Shore stated in the course of the investigations, the drug Fentanyl seems to be a common denominator to the individual deaths and he is concerned that persons with an addiction problem maybe obtaining street level Fentanyl that is more than just Fentanyl.
Fentanyl in itself is a deadly drug that can and does result in death. However, the most recent deaths are alarming based on the fact that they are so close together and over a short time period.
Shore is concerned that the community may have some street level Fentanyl being distributed that may also contain Carfentanil. This combination is even deadlier than the Fentanyl alone.
Carfentanil is typically utilized for anaesthetizing large animals, such as elephants.
Carfentanil, a synthetic Opioid, is a white powdery substance that looks like it could be Cocaine or Heroin. Drug dealers mix it with Heroin to presumably make the Heroin stronger.
Deaths involving illicitly manufactured Fentanyl and other synthetic Opioids are on the rise, and have been since 2018. Street drugs such as Heroin, Cocaine and Methamphetamines are being laced with Fentanyl as are other counterfeit drugs made to look like the real ones, like Xanax.
Fentanyl works in the brain to block pain and is in the same class of drugs such as Morphine or Hydrocodone but is about 50-100 times more potent. Just 2 milligrams of Fentanyl can kill a person. Fentanyl blocks Opioid receptors and its most dangerous side effect, like other Opioids, is respiratory depression which can quickly lead to coma and death.

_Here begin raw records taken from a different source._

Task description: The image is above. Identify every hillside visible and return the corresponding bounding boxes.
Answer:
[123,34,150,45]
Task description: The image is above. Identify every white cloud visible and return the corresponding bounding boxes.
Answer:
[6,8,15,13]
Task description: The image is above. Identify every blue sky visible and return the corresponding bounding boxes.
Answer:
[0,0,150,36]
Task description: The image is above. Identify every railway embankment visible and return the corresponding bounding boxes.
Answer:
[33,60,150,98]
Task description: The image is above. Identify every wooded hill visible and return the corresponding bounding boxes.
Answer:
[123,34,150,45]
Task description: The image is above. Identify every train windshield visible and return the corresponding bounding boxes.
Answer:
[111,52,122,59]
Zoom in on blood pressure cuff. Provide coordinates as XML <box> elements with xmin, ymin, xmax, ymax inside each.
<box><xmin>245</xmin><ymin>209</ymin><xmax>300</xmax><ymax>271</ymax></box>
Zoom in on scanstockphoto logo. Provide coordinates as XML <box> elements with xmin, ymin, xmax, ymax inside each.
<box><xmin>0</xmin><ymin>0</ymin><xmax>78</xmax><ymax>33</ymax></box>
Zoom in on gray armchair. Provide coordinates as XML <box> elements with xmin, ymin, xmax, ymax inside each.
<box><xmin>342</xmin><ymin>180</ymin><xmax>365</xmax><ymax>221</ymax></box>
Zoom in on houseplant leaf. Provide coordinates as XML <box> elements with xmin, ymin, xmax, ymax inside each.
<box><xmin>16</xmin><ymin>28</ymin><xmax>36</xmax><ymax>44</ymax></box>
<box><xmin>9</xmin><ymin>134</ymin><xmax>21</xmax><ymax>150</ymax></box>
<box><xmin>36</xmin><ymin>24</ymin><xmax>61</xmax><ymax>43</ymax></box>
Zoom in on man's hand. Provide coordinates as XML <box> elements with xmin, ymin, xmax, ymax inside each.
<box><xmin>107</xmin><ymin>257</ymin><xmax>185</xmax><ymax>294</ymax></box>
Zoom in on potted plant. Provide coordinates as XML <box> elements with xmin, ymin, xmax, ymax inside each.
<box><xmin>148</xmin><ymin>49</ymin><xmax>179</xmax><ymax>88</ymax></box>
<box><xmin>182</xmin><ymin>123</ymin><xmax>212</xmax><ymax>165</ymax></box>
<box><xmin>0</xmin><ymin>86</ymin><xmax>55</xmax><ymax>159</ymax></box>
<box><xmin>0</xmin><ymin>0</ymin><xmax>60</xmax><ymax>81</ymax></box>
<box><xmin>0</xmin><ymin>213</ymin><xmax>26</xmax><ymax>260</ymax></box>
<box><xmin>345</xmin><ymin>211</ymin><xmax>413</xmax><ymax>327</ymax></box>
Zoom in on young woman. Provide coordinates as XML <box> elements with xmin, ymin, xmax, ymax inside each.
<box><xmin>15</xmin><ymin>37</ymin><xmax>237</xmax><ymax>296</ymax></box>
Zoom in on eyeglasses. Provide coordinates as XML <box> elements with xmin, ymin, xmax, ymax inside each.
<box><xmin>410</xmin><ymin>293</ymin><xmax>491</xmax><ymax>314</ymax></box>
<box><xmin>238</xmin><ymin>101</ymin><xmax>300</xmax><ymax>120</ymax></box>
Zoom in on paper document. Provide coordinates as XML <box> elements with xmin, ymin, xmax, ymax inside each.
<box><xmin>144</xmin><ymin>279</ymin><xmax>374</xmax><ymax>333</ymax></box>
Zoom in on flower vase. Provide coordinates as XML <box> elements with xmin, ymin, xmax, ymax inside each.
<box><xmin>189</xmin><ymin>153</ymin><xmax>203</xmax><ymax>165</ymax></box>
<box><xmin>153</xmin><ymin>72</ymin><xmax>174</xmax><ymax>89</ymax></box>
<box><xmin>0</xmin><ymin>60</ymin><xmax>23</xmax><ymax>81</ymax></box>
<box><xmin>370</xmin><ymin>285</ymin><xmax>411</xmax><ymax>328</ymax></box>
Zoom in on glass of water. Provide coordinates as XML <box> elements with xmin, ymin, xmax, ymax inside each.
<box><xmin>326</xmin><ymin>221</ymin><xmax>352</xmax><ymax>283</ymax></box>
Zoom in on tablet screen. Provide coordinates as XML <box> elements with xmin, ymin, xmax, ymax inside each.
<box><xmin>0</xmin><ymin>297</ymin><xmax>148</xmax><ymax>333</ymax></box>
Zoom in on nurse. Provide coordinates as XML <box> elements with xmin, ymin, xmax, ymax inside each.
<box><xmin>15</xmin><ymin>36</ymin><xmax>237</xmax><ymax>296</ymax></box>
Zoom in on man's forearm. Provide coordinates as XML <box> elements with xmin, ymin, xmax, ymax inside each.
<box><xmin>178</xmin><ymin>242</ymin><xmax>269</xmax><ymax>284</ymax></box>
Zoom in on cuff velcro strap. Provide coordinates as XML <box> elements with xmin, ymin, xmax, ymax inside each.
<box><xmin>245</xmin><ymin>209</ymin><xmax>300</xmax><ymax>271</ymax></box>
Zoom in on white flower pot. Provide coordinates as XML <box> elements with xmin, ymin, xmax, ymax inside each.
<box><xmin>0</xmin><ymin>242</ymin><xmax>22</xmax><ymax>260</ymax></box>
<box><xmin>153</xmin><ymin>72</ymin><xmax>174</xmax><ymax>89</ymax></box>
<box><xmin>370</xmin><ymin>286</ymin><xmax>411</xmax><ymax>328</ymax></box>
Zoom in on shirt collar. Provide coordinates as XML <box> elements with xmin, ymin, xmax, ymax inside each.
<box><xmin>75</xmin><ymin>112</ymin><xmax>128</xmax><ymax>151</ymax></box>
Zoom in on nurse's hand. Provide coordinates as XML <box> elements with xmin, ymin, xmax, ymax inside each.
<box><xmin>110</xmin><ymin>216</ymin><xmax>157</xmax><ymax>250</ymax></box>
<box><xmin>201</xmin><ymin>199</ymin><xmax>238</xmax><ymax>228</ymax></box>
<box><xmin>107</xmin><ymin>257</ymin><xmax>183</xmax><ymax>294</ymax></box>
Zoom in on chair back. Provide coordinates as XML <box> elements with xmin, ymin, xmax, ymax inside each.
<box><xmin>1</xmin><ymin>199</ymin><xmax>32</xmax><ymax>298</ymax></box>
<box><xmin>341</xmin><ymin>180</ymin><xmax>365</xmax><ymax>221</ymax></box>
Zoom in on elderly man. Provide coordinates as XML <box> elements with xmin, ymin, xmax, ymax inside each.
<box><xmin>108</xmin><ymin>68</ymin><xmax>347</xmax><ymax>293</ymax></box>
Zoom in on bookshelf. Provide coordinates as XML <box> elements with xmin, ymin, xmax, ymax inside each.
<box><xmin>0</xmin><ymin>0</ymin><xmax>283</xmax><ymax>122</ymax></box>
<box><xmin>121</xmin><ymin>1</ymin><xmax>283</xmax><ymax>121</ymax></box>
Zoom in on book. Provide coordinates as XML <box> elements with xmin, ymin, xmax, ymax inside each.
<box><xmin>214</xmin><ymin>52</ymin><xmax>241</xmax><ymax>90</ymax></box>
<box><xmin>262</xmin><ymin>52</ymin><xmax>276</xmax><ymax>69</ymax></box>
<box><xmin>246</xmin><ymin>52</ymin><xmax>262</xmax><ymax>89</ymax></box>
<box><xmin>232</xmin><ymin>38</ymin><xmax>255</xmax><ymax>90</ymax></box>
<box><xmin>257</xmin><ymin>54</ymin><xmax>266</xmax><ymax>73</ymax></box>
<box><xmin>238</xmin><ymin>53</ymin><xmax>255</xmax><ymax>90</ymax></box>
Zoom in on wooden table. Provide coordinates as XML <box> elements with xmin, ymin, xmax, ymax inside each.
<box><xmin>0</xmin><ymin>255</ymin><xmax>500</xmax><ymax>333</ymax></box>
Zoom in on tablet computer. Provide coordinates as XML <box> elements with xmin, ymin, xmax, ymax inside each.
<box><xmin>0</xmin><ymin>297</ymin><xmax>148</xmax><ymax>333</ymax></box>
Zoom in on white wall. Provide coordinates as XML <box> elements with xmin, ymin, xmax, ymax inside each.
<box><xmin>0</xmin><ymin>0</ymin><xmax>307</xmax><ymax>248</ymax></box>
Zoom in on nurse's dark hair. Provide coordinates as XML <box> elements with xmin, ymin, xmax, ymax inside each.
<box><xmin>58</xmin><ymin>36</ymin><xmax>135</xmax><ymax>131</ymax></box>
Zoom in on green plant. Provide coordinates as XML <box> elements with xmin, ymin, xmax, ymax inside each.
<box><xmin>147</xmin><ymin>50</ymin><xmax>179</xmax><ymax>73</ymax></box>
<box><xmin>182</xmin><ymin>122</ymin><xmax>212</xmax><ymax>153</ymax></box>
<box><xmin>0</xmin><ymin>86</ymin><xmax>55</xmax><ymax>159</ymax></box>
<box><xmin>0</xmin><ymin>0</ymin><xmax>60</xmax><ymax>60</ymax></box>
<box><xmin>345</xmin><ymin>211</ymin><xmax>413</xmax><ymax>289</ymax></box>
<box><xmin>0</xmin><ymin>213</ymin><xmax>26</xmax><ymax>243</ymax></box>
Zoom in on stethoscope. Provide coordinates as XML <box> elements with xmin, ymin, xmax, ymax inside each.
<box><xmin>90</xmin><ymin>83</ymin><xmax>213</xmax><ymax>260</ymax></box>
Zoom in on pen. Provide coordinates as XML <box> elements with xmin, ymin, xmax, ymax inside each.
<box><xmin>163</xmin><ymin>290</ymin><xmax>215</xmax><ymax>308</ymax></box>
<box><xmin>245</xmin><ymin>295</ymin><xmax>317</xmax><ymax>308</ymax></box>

Carfentanil is 10,000 times more potent than Morphine and 100 times more potent than Fentanyl.
Shore wants to send a warning to people with an addiction disorder, that the street level Fentanyl, Cocaine and/or Heroin they are obtaining may be deadlier than they think.
Shore is encouraging individuals with an addiction disorder to seek help and to be aware that this drug has resulted in several deaths in Anderson County.